Authorizes the SEC to: (1) require an issuer of such exempted class of securities to make periodic disclosures available to investors regarding the issuer, its business operations, financial condition, corporate governance principles, and use of investor funds; (2) require the issuer to file electronically with the SEC and distribute to prospective investors an offering statement which includes this information; (3) provide for the suspension and termination of this disclosure requirement with respect to that issuer; and (4) prescribe exemption disqualification requirements, substantially similar to regulations adopted in accordance with the Dodd-Frank Wall Street Reform and Consumer Protection Act, under which the exemption shall not be available to the issuer and related persons, including predecessors, affiliates, officers, directors, and underwriters.

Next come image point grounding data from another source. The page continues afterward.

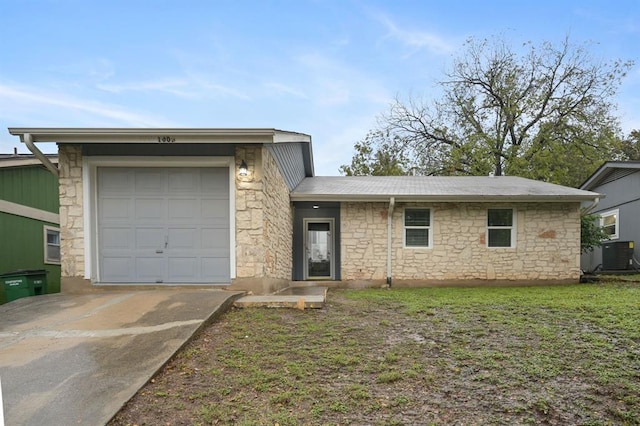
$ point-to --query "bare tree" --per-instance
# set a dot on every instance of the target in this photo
(508, 112)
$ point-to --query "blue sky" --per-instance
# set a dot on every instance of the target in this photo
(326, 68)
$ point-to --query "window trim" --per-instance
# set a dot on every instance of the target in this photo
(428, 228)
(513, 228)
(45, 231)
(616, 214)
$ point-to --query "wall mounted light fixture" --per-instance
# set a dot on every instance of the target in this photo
(243, 169)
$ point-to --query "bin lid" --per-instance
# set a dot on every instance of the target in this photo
(23, 272)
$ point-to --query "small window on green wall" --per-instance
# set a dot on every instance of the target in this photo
(51, 245)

Requires the SEC to: (1) review and increase biennially such offering amount limitation, as appropriate; and (2) report to certain congressional committees its reasons for not increasing the amount if it determines not to do so.
Exempts from state regulation the securities covered and required exempted from SEC regulation by this Act.
(Sec. 3) Directs the Comptroller General to study the impact of state laws regulating securities offerings (Blue Sky laws) on offerings made under Regulation A (which specifies the terms and conditions of exemption from the registration requirements of the Securities Act of 1933).